No obvious structures in those lumps, I accept - I confess myself stumped, but will just ask a few more questions:
(1) What is their rough size?
(2) Did the acid alone give a much less intense and/or less orange flame colour than the acid which had dissolved the deposit?
(3) Is the boat moored in ‘full strength’ seawater, or is it heavily diluted with fresh water?
(4) When the boat dries, are the areas of the deposits in mud, or just dry?
The accretions vary in size on the rudder but for scale in those photographs the background is standard A4 paper with feint lines so perhaps 8mm per line space.
I could not discern any appreciable colour difference between acid alone and solution.

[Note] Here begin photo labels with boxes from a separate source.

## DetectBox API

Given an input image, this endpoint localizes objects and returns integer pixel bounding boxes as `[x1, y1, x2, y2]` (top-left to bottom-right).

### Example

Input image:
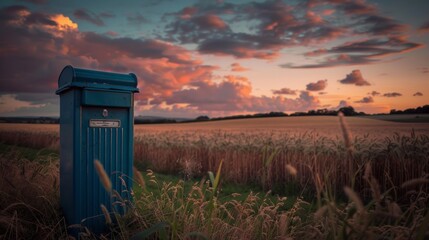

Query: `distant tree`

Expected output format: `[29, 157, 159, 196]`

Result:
[390, 105, 429, 114]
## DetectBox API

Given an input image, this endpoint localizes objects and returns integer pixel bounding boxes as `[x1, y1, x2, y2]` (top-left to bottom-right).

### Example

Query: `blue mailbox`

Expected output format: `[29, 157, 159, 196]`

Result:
[56, 66, 138, 233]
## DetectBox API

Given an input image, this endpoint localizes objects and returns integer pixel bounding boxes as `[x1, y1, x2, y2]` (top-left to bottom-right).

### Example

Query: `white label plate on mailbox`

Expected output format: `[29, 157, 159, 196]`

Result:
[89, 119, 121, 127]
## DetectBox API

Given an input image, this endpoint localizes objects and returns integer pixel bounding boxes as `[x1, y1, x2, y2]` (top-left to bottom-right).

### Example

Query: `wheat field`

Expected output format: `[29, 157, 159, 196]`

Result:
[0, 116, 429, 239]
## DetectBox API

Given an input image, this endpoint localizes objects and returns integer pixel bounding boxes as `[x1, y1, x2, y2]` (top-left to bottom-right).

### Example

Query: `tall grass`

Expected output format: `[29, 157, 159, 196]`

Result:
[135, 131, 429, 196]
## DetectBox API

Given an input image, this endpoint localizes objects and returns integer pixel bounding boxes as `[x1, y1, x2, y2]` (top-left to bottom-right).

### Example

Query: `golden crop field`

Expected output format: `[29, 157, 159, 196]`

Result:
[0, 116, 429, 138]
[135, 116, 429, 138]
[0, 116, 429, 239]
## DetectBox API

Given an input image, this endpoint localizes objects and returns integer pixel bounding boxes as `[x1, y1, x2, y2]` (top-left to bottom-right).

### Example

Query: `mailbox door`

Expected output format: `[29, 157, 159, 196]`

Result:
[78, 106, 132, 225]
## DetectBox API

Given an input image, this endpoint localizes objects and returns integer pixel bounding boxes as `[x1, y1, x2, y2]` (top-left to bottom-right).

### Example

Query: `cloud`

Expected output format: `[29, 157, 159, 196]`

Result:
[339, 69, 371, 86]
[306, 79, 328, 91]
[355, 14, 407, 36]
[0, 6, 216, 99]
[198, 37, 279, 59]
[280, 37, 423, 68]
[355, 96, 374, 103]
[334, 100, 350, 110]
[19, 0, 49, 5]
[73, 8, 104, 27]
[417, 67, 429, 73]
[419, 21, 429, 32]
[0, 94, 45, 115]
[0, 6, 320, 114]
[164, 0, 423, 63]
[152, 76, 320, 114]
[231, 63, 249, 72]
[272, 88, 297, 95]
[383, 92, 402, 97]
[166, 1, 345, 59]
[127, 13, 149, 26]
[339, 1, 377, 15]
[368, 91, 381, 97]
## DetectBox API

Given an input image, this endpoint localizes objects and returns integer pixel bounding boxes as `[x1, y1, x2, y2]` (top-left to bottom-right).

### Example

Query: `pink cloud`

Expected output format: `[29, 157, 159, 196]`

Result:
[272, 88, 297, 95]
[231, 63, 249, 72]
[355, 96, 374, 103]
[306, 79, 328, 91]
[339, 69, 371, 86]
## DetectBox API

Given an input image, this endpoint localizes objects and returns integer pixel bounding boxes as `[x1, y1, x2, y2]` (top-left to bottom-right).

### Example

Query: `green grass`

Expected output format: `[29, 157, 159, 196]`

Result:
[133, 171, 310, 211]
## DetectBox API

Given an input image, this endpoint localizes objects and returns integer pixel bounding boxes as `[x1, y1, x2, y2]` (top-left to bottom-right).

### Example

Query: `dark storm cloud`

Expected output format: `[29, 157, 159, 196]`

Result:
[355, 96, 374, 103]
[127, 13, 149, 26]
[306, 79, 328, 91]
[383, 92, 402, 97]
[272, 88, 297, 95]
[0, 7, 319, 112]
[73, 8, 104, 27]
[165, 0, 422, 62]
[356, 14, 406, 36]
[368, 91, 381, 97]
[339, 1, 377, 15]
[19, 0, 49, 5]
[0, 6, 207, 93]
[167, 1, 345, 59]
[339, 70, 371, 86]
[162, 76, 320, 112]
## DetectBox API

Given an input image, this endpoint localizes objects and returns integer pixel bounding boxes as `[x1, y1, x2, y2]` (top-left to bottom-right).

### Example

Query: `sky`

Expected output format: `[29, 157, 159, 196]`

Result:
[0, 0, 429, 118]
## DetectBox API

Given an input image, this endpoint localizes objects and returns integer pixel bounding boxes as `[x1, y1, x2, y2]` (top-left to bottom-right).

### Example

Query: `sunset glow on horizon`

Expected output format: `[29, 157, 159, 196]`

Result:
[0, 0, 429, 118]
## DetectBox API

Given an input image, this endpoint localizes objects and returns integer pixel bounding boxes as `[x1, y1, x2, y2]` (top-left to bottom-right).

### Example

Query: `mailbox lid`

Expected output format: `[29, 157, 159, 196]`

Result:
[56, 65, 139, 94]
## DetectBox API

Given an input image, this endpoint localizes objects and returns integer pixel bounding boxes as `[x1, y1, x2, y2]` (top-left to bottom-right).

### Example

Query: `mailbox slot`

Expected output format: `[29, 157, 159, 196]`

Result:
[82, 89, 131, 107]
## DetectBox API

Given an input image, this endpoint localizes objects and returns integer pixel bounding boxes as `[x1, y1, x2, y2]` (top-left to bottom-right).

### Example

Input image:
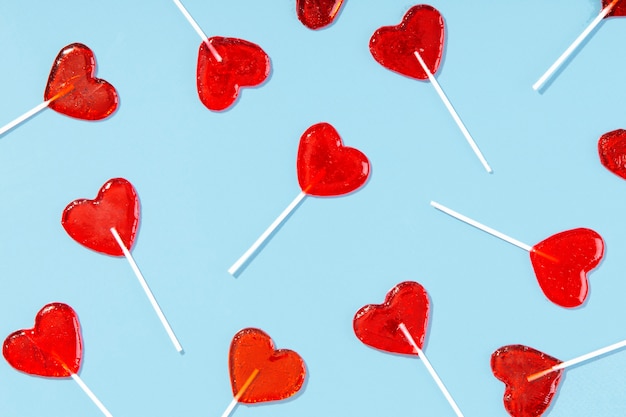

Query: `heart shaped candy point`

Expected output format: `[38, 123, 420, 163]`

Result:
[352, 281, 430, 355]
[491, 345, 563, 417]
[61, 178, 139, 256]
[598, 127, 626, 180]
[530, 228, 604, 308]
[296, 0, 343, 29]
[602, 0, 626, 17]
[296, 123, 370, 197]
[370, 4, 445, 80]
[44, 43, 119, 120]
[197, 36, 270, 111]
[228, 328, 306, 403]
[2, 303, 83, 378]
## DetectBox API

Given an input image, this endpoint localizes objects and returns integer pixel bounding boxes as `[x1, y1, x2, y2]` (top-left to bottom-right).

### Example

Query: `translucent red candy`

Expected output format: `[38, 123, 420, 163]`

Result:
[296, 123, 370, 197]
[296, 0, 343, 29]
[370, 4, 445, 80]
[61, 178, 139, 256]
[602, 0, 626, 17]
[197, 36, 270, 111]
[598, 127, 626, 179]
[352, 281, 430, 355]
[530, 228, 604, 307]
[491, 345, 563, 417]
[2, 303, 83, 378]
[44, 43, 118, 120]
[228, 328, 306, 403]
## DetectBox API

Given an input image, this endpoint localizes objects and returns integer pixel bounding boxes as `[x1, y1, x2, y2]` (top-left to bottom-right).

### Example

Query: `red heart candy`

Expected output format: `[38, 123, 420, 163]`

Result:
[43, 43, 118, 120]
[296, 0, 343, 29]
[197, 36, 270, 111]
[61, 178, 139, 256]
[602, 0, 626, 17]
[352, 281, 430, 355]
[296, 123, 370, 197]
[598, 127, 626, 179]
[228, 328, 306, 403]
[370, 4, 445, 80]
[530, 228, 604, 307]
[491, 345, 563, 417]
[2, 303, 83, 378]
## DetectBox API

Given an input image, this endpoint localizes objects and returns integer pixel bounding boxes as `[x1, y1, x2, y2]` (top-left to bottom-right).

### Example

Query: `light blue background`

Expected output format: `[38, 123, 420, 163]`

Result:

The boat is moored in St Helier old harbour on the mud, floating for about 5 hours per tide. Full strength seawater but obviously the likelihood of contaminants in the mud from surface water run-off from adjacents roads and the like. This is not the first year it has happened.
The depsoits are above the mud when the boat is dry.
Thanks. That being so, as I explained before we cannot rule out that any colour in the flame came from (say) calcium in the acid, and not from the deposit. So given the fizzing but no H2S odour, it could perhaps be calcium carbonate, or perhaps a zinc carbonate or hydroxy-carbonate.
Do any boats on adjacent moorings get similar deposits – and if so, what are their rudder materials?
Well, I've been practising my flame tests and can fairly confidently say that the acid alone gives a very faint yellow flame whereas the deposit in solution is much more pronounced. Photos below show the two tests. I've yet to inspect my neighbour's rudders.
That difference looks pretty convincing - though to 'make assurance double sure' I'd dissolve a similarly sized bit of a shell just to confirm the colour you get from calcium under the particular conditions of your flame test.